Which is why you must head to the hinterlands to find a good one. For instance: Fiddler’s Inn in Wedgwood. Wedgewhere? Exactly.
Seriously though. As a Seattle enclave, Wedgwood is a newcomer, incorporated around 1945. Fiddler’s Inn predates even that; it won one of the first King County liquor licenses after prohibition ended in 1933. It sits on the corner of NE 94th St. and 35th Ave. NE, Wedgwood’s languid main drag. The rusted sign out front offers a beaten-up countenance to oppose the place’s unfailingly chipper moniker. You’ve probably never driven by because it isn’t on the way to or from anyplace you’d care to go—unless you live in Wedgwood.
Inside, Fiddler’s radiates an instant familiarity. It doesn’t feel new or old; it doesn’t strive for authenticity or innovation. It simply exists/exists simply. Its lack of ambition is a triumph. The walls are conspicuously absent a bunch of crazy crap, its ceiling is angled haphazardly, the result of renovations over the decades. It’s bright and airy and cozy and inviting. An outdoor patio lined with foliage nooks onto the south side of the building in sweet seclusion. Call Fiddler’s a pub or a tavern because it serves just wine and a very good, very local beer selection. Call it a café because it serves food—sandwiches and pizzas that are basic and wholesome and affordable and good.
The original owner was a guy named Walt Haines, a professional musician who moved to Seattle from the Midwest to play double bass—aka bass fiddle—in the 5th Avenue Theatre orchestra. The beginning of the Depression nudged Haines out of the music business and the end of Prohibition provided a new direction: Haines often entertained his patrons by playing musical spoons. After selling the bar in the ‘60s, he moved to LA and partnered with Lawrence Welk in a business that manufactured and sold musical spoons with a patented handle.
You can’t make this stuff up. But you can find further eyebrow-raising anecdotes about Haines and Fiddler’s at the Wedgwood in Seattle History website.
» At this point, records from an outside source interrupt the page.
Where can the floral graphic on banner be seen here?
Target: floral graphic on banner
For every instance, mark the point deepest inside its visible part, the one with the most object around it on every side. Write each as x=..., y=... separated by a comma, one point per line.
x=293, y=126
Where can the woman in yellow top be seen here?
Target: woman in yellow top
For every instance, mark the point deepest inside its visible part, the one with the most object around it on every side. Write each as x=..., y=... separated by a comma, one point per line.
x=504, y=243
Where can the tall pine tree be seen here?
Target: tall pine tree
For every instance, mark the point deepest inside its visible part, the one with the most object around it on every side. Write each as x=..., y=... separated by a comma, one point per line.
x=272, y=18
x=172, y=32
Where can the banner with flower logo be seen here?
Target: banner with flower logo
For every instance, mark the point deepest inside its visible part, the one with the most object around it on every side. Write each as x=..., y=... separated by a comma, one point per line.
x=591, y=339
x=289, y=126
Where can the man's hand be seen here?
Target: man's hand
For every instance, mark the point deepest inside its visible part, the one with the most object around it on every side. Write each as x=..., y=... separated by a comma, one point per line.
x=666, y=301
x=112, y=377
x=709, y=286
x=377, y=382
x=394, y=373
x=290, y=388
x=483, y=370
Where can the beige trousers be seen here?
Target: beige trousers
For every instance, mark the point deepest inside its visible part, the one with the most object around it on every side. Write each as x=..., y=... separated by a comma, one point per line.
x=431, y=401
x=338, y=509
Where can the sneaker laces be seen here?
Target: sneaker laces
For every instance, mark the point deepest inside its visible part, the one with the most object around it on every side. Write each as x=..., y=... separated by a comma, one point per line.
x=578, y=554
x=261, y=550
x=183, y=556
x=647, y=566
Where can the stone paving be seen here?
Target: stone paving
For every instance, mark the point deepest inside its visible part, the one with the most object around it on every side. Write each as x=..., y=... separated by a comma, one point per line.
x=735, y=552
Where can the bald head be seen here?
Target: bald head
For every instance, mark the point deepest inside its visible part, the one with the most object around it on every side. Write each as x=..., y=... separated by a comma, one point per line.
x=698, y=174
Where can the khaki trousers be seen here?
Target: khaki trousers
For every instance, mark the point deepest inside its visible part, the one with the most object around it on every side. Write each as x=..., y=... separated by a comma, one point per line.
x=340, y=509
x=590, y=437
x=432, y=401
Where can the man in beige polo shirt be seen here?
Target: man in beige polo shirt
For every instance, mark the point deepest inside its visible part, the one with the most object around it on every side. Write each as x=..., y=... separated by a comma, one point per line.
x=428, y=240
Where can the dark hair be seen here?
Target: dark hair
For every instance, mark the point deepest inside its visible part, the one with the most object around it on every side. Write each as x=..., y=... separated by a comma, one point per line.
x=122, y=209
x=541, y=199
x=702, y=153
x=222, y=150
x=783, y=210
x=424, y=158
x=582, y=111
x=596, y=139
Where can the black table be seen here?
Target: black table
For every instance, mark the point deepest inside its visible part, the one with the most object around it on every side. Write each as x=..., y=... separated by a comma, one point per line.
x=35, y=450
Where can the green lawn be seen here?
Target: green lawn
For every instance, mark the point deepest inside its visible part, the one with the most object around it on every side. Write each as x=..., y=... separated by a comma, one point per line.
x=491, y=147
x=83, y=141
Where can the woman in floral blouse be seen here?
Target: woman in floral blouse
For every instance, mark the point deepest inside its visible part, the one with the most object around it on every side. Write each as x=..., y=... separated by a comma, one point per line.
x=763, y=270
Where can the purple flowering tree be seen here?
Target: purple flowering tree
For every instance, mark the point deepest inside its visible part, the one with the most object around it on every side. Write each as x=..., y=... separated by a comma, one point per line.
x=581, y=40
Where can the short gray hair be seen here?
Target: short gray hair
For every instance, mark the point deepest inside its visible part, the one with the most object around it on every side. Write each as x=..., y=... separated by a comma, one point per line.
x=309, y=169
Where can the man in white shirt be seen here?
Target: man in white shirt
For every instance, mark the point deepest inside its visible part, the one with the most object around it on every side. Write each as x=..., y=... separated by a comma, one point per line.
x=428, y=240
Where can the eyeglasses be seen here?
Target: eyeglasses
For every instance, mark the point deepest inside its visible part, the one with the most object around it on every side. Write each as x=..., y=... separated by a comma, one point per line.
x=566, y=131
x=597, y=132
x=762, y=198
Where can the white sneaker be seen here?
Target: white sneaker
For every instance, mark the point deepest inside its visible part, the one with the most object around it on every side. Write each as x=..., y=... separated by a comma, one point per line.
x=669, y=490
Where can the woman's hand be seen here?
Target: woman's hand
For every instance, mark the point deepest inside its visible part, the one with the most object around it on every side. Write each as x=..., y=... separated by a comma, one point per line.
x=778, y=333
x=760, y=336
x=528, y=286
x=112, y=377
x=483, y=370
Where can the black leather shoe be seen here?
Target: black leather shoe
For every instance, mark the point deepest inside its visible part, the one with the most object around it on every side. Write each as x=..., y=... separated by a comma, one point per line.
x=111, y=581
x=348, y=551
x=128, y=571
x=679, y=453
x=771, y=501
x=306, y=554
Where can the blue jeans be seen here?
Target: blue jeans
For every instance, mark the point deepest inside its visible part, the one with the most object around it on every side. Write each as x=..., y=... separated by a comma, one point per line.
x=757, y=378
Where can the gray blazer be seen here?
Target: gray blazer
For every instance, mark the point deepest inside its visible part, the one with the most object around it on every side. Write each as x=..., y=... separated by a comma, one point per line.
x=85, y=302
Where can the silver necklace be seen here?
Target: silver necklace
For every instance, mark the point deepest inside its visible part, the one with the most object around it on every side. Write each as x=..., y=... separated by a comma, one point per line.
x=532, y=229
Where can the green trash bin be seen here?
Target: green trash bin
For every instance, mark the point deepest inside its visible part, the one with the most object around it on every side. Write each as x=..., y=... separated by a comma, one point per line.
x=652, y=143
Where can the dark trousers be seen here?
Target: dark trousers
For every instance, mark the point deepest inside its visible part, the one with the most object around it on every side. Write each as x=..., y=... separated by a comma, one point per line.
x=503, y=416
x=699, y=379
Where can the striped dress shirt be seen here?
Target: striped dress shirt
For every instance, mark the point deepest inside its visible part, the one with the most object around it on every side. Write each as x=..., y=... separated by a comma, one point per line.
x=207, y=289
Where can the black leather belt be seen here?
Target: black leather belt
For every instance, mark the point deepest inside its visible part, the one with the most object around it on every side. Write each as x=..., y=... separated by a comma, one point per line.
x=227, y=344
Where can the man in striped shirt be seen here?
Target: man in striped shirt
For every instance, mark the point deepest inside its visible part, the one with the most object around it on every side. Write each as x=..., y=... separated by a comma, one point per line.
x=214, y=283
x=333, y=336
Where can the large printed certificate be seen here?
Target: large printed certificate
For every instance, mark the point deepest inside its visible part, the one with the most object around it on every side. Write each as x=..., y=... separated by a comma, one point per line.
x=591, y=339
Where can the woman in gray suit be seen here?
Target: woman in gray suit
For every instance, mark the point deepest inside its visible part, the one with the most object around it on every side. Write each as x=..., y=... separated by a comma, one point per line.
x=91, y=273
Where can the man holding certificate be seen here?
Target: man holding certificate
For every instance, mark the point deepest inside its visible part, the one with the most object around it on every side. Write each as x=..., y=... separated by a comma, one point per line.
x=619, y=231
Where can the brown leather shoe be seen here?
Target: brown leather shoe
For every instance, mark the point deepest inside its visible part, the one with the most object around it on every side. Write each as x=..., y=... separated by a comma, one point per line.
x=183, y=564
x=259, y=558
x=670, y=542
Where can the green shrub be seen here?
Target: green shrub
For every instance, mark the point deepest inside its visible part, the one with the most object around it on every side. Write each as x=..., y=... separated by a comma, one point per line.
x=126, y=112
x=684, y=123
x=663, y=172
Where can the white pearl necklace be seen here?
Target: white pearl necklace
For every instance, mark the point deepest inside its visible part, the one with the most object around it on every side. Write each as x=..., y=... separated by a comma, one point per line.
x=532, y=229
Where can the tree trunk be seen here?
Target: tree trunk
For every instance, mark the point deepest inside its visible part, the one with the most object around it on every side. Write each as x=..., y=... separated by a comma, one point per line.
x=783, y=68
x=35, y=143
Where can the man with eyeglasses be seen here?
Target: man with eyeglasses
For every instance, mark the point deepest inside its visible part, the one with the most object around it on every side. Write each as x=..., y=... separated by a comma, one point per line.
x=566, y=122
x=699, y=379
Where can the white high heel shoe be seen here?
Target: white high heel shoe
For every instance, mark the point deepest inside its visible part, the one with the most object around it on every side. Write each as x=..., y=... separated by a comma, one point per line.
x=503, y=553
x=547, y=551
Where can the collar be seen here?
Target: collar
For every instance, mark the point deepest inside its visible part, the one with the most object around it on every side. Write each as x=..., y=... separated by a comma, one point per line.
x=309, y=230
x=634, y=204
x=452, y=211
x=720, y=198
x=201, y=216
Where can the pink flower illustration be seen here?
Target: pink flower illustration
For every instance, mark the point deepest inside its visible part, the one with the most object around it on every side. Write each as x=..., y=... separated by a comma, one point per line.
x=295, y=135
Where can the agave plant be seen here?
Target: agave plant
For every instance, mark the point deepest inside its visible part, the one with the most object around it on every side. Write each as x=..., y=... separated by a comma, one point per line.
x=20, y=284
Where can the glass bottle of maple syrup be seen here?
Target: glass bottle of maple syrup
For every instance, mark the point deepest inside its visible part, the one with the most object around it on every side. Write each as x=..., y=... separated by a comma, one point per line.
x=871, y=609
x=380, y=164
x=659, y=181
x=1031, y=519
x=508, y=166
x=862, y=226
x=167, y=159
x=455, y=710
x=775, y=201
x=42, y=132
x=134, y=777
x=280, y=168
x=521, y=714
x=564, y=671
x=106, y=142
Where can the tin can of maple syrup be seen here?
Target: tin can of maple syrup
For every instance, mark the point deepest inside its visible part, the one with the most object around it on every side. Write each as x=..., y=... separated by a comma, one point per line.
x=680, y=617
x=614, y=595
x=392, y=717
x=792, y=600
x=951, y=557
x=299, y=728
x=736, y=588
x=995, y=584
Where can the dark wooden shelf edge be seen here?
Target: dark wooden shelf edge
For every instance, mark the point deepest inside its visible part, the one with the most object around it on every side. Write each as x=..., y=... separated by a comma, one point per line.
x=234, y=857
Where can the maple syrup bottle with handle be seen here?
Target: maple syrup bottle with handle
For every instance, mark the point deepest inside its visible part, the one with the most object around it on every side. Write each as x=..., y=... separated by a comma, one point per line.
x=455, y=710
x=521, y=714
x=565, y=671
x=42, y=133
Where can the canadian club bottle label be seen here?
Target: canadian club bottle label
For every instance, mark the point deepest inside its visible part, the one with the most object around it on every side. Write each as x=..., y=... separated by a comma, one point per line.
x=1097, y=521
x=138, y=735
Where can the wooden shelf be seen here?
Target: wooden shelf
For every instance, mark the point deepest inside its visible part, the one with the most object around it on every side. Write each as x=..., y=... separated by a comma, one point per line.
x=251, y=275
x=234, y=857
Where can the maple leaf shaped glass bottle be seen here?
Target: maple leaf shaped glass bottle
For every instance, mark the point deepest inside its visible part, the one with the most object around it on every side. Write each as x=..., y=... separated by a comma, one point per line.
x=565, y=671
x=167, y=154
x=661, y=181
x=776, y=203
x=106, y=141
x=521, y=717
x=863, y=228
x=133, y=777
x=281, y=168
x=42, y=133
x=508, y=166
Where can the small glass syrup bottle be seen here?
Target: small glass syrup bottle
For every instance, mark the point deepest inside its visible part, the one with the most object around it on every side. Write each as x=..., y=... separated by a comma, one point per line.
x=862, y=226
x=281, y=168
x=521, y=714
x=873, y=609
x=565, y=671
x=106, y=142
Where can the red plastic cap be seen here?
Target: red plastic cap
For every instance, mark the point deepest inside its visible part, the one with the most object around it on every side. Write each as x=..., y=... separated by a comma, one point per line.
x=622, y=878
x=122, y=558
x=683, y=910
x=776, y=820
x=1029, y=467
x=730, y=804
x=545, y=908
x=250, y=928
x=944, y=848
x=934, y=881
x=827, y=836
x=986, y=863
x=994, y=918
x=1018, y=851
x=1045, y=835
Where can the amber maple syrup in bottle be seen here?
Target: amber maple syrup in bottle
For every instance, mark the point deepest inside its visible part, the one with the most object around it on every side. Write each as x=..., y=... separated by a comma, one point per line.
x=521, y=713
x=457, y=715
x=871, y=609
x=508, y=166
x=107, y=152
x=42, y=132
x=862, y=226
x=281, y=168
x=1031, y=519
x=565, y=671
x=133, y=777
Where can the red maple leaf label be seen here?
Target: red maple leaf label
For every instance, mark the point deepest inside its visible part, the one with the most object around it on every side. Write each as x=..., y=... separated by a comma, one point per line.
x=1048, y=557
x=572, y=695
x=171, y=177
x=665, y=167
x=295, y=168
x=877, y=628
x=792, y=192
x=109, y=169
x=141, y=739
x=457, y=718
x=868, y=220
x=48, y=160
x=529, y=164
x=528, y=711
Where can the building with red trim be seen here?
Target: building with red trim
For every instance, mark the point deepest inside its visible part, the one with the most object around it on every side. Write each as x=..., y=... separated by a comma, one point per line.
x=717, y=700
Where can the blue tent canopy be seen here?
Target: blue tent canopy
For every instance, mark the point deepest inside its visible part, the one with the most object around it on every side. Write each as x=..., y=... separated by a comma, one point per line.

Author Valarie Bunn interviewed Gerry Haines, Walt’s eldest daughter, who was six when her dad opened the bar and today, at 86, lives in Redmond.
History this deep and unlikely is part of what makes Fiddler’s remarkable. Another is living, breathing personality. On my first visit in June, I sat at the six-stool bar next to a guy named Mattie who regaled me with a fair amount of lore, some jiving with Bunn’s research, some suggesting an alternative narrative, including an “accidental fire” that led to Fiddler’s being completely rebuilt in the ’90s, finally adding a foundation and reusing original materials for the interior. Affable, heavy-lidded and unhurried, Mattie reminded me of Northwest natives I knew at the University of Oregon.
I discovered later that Mattie is a bartender and cook at Fiddler’s and that the current owners also run the Latona Pub in Greenlake and the Hopvine on Capitol Hill. The thread between establishments: neighborhood-centric, beer-forward, long lived-in. Ideal for a simple Saturday, if you like that sort of stuff.